Maybe one of the great unknown – unrecognized – truths of life is that light always dawns, eventually; that there is no such thing as a perpetual darkness of soul. I know that in my own case the darkness only existed because I refused the light. I simply did not want the light. I had been in the cocoon of darkness for so long I thought that it was light. – Joan Chittester, Called to Question

Science has shown that the old “boiling frog” story is incorrect. The canard goes like this, “if you place a frog in cold water and then slowly heat it, the frog will simply adjust and then be boiled alive”. In truth, frogs (like people) do jump out before death, if they can escape the container. But the metaphor still holds.

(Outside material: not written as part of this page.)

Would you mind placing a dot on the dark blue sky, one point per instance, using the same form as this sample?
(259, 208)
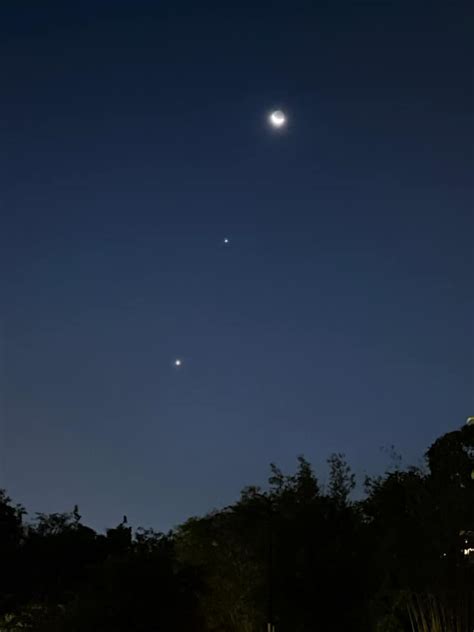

We often allow ourselves to become acclimated to disastrous change because we simply do not perceive the threat until it is too late. Faith is similarly subject to such a death because faith requires practice: the practices of worship, study, prayer, and fellowship with our sisters and brothers is crucial to maintaining and growing our faith lives. Without such practices, our faith, our trust in God, our sense of the presence of God will wither and become weak and faint.

This Sunday we lit the Advent candle associated with peace. Peace also takes practice because we live in a violent world. A number of years ago, a wonderful theologian and teacher, Dr. Mary E. Hunt, observed that “violence is the norm and justice is episodic”. I was astonished to discover that I too was under the delusion that this world is a just place that is occasionally beset by episodes of violence and war. The more I pondered her assertion, the more I began to recognize that peace – real peace – not white-knuckled, hold-your-breath until its’ over “peace” – is not only episodic, it is a bit rare. Like most rare things, peace requires consistent attention and extravagant nurture. We can only become peacemakers when we commit to it with all our hearts, minds, and bodies. And we have to practice it with small things in order to be able to practice it when the stakes are higher and the choices more narrow. It isn’t easy. Most of us – me for sure – will fail on a regular basis. We will lash out at those we love, bear grudges against coworkers who treat us badly, and offer unbridled scorn to those with whom we do not agree.

As we wait for the birth of the Christ child, may we all become better peacemakers, one day, one hour, one candle at a time.